The list of top 20 players according to Agg follows:
Rank | Player | Agg |
---|---|---|
1. | LeBron James | 9.96 |
2. | Kareem Abdul-Jabbar | 9.58 |
3. | Michael Jordan | 9.56 |
4. | Tim Duncan | 9.10 |
5. | Kevin Garnett | 8.89 |
6. | John Stockton | 8.87 |
7. | Magic Johnson | 8.81 |
8. | Dirk Nowitzki | 8.81 |
9. | Shaquille O’Neal | 8.80 |
10. | Karl Malone | 8.74 |
11. | David Robinson | 8.57 |
12. | James Harden | 8.43 |
13. | Chris Paul | 8.34 |
14. | Larry Bird | 8.31 |
15. | Kobe Bryant | 8.07 |
16. | Kevin Durant | 7.96 |
17. | Julius Erving | 7.93 |
18. | Charles Barkley | 7.86 |
19. | Anthony Davis | 7.83 |
20. | Stephen Curry | 7.39 |
While this list has its pros and cons as well, I think it is better than the ones produced by Agg1 and Agg2. It has the correct top 3 players, and Tim Duncan is arguably the fourth best player since 1969. Some players are perhaps too high because of their lack of playoff success that Agg cannot account for. Overall, I like this group of 20. For the utility of Agg, it is more important that the group of 20 is solid without outliers than having the exact order perfect since this statistic will be used to evaluate all players.
Here is some more information about Agg. There were 1,526 players drafted between 1969 and 2013 that played (or have played) in 100 or more games. The mean of Agg is 3.00 and the standard deviation is 1.41. The top 99 percentile of players have an Agg score of 7.95 or above and the bottom 1 percentile of players have an Agg score of 0.72 or below. A histogram of the Agg scores follows:
To do the draft analysis in my next two posts, players drafted between 1969 and 2013 that played less than 100 career games are put back into the dataset with an Agg score of 1.0. This puts them in the bottom 3 percentile of players, making them recorded as an unsuccessful draft pick.
ESPN’s Top 20
Recently, ESPN created a list of the top 74 players in NBA history, which can be found here (top 10), here (11-40), and here (41-74). To compare with Agg’s top 20, I listed below the 20 players drafted between 1969 and 2013 according to ESPN. ESPN’s actual list considers all NBA seasons, so there is some discrepancy between ESPN’s list and what appears here because I have taken out players drafted before 1969 (and Moses Malone who came over from the ABA). In parenthesis on the following list is the ranking of each player given by Agg.

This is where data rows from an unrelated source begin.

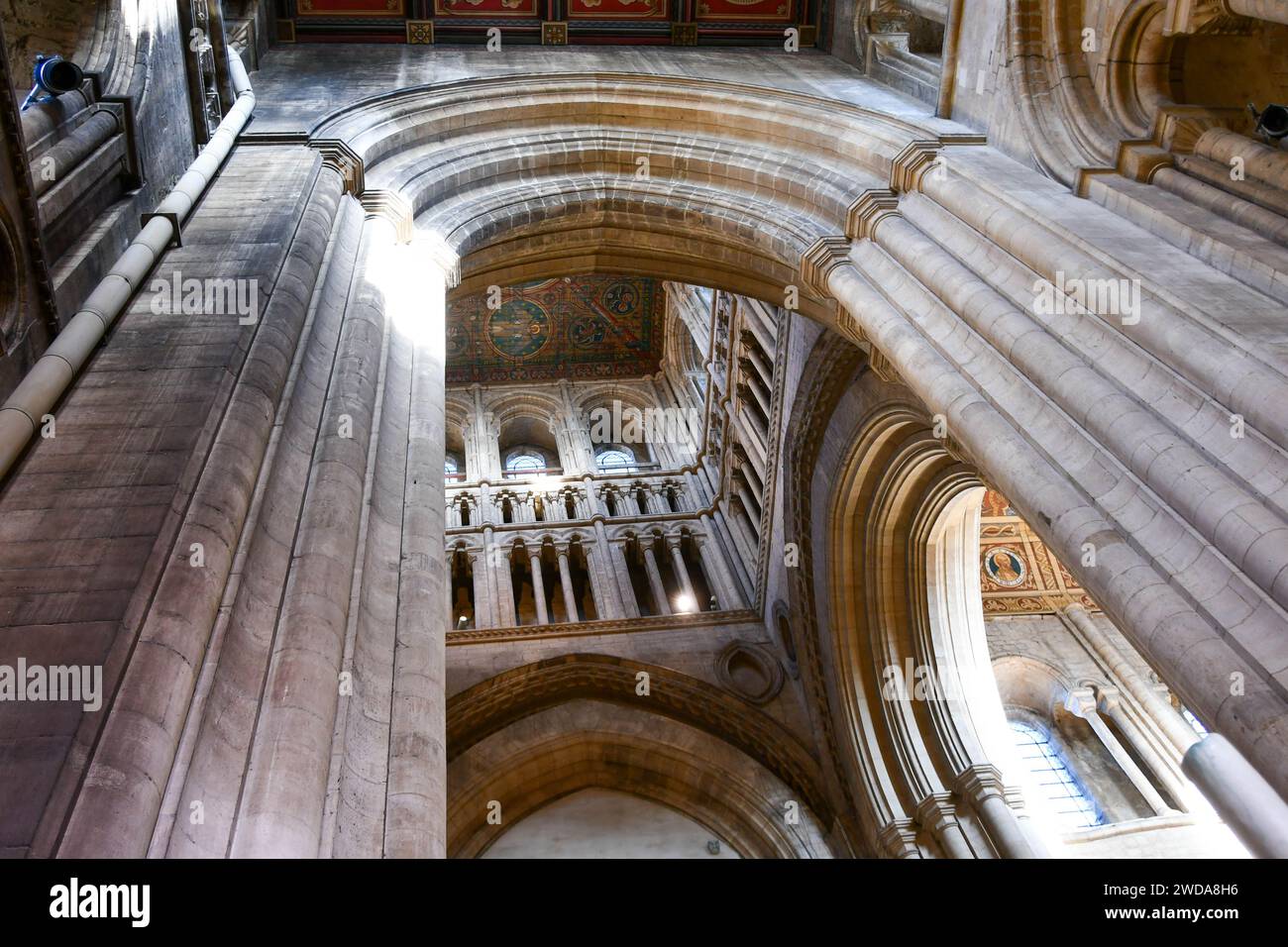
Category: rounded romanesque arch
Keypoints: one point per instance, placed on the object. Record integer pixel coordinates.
(932, 357)
(497, 702)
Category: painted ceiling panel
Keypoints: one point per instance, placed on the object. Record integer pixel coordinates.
(572, 328)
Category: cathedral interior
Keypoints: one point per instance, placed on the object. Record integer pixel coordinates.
(644, 428)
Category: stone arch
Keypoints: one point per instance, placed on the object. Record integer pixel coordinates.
(494, 703)
(565, 749)
(915, 768)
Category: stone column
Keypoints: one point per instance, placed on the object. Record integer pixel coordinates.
(416, 795)
(1185, 643)
(539, 586)
(1083, 703)
(936, 814)
(682, 570)
(286, 783)
(566, 581)
(483, 600)
(983, 787)
(505, 608)
(716, 570)
(655, 578)
(1179, 733)
(609, 602)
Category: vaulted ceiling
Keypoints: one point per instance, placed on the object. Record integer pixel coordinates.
(553, 22)
(572, 328)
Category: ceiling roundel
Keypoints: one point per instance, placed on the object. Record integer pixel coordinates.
(570, 328)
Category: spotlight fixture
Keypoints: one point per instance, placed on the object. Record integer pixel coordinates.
(1271, 121)
(53, 76)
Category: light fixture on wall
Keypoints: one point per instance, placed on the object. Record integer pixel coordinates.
(1271, 121)
(53, 76)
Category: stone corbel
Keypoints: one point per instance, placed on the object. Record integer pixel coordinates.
(900, 839)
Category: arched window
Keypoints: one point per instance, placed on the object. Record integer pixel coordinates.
(1069, 802)
(524, 463)
(616, 460)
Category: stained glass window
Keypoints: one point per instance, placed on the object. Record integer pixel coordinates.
(1069, 802)
(520, 463)
(616, 460)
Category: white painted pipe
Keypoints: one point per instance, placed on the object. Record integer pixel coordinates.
(34, 398)
(1249, 805)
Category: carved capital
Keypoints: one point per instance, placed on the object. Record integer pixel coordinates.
(819, 261)
(868, 209)
(911, 165)
(339, 157)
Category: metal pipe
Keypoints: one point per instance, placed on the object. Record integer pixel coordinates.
(51, 376)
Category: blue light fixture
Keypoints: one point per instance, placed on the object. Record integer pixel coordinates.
(53, 76)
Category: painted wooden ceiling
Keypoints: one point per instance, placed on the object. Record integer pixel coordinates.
(553, 22)
(572, 328)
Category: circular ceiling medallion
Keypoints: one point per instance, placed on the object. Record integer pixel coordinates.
(621, 296)
(1004, 566)
(519, 329)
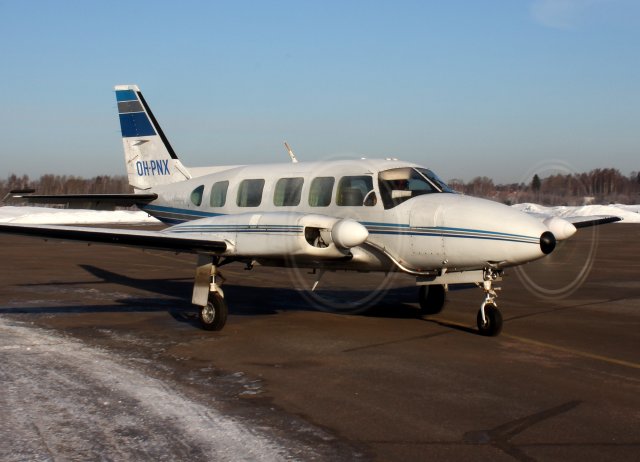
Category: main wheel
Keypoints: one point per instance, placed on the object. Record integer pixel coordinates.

Rank | Player (Rank from Agg Stat) |
---|---|
1. | Michael Jordan (3) |
2. | Lebron James (1) |
3. | Kareem Abdul-Jabbar (2) |
4. | Magic Johnson (7) |
5. | Larry Bird (14) |
6. | Tim Duncan (4) |
7. | Kobe Bryant (15) |
8. | Shaquille O’Neal (9) |
9. | Hakeem Olajuwon (26) |
10. | Stephen Curry (20) |
11. | Kevin Durant (16) |
12. | Julius Erving (17) |
13. | Karl Malone (10) |
14. | Dirk Nowitzki (8) |
15. | Kevin Garnett (5) |
16. | Scottie Pippen (41) |
17. | Charles Barkley (18) |
18. | David Robinson (11) |
19. | Kawhi Leonard (32) |
20. | Dwayne Wade (42) |
ESPN’s top 20 and Agg’s top 20 have 16 players in common. Agg1 and Agg2’s top 20 each have 15 players in common with ESPN’s list.